The prime minister also called for the world to harness “scientific advances to protect our entire planet against a challenge far more destructive even than coronavirus”.
He said: “Together, we can reduce our emissions. We can radically cut our dependence on fossil fuels. We can change our agricultural practices.
“In short, we can reverse the process by which, for centuries, humanity has been quilting our planet in a toxic tea cosy of greenhouse gases.”
He also repeated pledges to make the UK “the Saudia Arabia of wind power” and to ramp up the retrofitting of Britain’s home in order to tackle emissions.
The UK is co-hosting the virtual climate action summit today alongside France and the UN.
Held on the five-year anniversary of the historic Paris Agreement, the summit will likely see world leaders making ambitious new pledges to tackle the climate crisis.

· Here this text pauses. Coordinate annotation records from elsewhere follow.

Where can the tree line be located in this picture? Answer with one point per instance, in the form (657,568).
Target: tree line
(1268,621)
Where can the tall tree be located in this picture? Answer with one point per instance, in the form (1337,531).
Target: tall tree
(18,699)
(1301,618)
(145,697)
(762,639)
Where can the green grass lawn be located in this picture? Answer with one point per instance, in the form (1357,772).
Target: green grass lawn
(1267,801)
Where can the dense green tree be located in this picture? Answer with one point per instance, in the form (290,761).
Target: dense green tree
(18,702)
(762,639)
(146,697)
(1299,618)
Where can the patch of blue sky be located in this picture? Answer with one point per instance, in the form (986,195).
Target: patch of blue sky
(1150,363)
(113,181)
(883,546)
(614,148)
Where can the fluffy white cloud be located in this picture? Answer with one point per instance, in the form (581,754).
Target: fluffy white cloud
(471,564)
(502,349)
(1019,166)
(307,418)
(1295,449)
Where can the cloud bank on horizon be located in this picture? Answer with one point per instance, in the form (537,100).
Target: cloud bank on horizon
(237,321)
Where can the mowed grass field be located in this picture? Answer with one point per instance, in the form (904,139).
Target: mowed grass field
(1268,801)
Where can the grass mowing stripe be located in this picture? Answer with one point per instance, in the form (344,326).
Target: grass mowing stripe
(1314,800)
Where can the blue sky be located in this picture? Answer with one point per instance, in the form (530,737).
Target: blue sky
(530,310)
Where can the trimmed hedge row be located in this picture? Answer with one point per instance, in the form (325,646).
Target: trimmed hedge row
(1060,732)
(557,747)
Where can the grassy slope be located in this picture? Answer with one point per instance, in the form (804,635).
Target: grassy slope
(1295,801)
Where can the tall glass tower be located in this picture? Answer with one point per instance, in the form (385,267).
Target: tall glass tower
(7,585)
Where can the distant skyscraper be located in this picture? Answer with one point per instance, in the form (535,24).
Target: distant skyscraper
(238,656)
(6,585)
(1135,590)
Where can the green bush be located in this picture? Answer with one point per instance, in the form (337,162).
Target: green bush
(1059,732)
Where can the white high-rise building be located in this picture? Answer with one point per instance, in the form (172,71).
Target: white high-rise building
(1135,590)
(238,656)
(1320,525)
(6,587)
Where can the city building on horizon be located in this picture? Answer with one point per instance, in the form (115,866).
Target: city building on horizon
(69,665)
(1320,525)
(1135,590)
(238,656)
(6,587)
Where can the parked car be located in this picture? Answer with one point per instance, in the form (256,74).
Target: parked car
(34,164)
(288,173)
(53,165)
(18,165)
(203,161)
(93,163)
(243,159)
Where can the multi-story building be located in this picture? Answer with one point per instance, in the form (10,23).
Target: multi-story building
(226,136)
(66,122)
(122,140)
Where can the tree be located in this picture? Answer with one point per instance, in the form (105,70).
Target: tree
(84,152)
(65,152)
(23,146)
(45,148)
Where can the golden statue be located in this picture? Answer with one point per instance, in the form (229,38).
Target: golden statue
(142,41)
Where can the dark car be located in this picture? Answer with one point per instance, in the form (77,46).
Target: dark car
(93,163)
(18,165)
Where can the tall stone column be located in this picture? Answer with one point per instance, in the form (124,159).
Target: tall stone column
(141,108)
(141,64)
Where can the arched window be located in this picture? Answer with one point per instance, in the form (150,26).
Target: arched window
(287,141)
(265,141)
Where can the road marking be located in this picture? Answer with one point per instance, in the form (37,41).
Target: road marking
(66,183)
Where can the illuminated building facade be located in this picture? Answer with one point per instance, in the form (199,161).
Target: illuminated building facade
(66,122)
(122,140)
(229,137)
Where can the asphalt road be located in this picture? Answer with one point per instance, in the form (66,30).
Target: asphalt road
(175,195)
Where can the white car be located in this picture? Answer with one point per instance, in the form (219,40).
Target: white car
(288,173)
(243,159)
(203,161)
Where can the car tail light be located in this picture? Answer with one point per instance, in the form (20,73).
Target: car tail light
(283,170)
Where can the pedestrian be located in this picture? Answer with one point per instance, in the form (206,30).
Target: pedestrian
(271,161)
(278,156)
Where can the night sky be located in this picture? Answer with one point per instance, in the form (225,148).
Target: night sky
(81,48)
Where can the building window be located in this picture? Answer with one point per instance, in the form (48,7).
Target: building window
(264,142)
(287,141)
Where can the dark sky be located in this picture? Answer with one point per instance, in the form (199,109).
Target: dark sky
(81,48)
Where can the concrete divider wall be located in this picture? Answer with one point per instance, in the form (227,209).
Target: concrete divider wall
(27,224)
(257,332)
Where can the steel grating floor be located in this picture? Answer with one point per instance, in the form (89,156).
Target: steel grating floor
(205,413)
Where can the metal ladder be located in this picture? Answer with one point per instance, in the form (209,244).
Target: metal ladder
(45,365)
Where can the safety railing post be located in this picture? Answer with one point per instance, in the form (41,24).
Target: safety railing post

The bill for the summit features the leaders of countries including France, Chile, Italy, India and China, as well as the Pope, Hoesung Lee, chair of the Intergovernmental Panel on Climate Change (IPCC) and Tim Cook, CEO of Apple.
Mr Johnson’s words come on the same day that the UK has submitted its first-ever international climate plan, known as a “nationally determined contribution”, to the UN. Countries are required to submit plans detailing how they will cut emissions under the Paris Agreement.
The plan confirms Mr Johnson’s pledge to cut greenhouse gas pollution by at least 68 per cent by 2030 from 1990 levels, which was first made on 3 December. The UK has not submitted a plan before it was previously covered by the EU’s international climate plan.
It follows the news that the UK government plans to end overseas investment in fossil fuel projects as soon as possible, which was first announced on Friday evening.
The policy will apply to oil, fossil gas and coal, but there will be limited exceptions for gas-fired power plants and other projects.
There is no date for the change to come into force, but ministers said they wanted it to be before the UK hosts the Cop26 climate conference in November next year.
Reacting to the news on Friday evening, experts said the government had “finally seen sense”, but warned the change had to be matched by greater action on climate change at home.
Labour’s shadow energy secretary Ed Miliband said that “ending our hypocritical position on fossil fuels financing is a basic prerequisite for being a credible host of Cop26”.
“Now ministers need to concentrate on an ambitious agreement in Glasgow which meets the goals of the Paris Accord to limit global warming to 1.5C,” he added.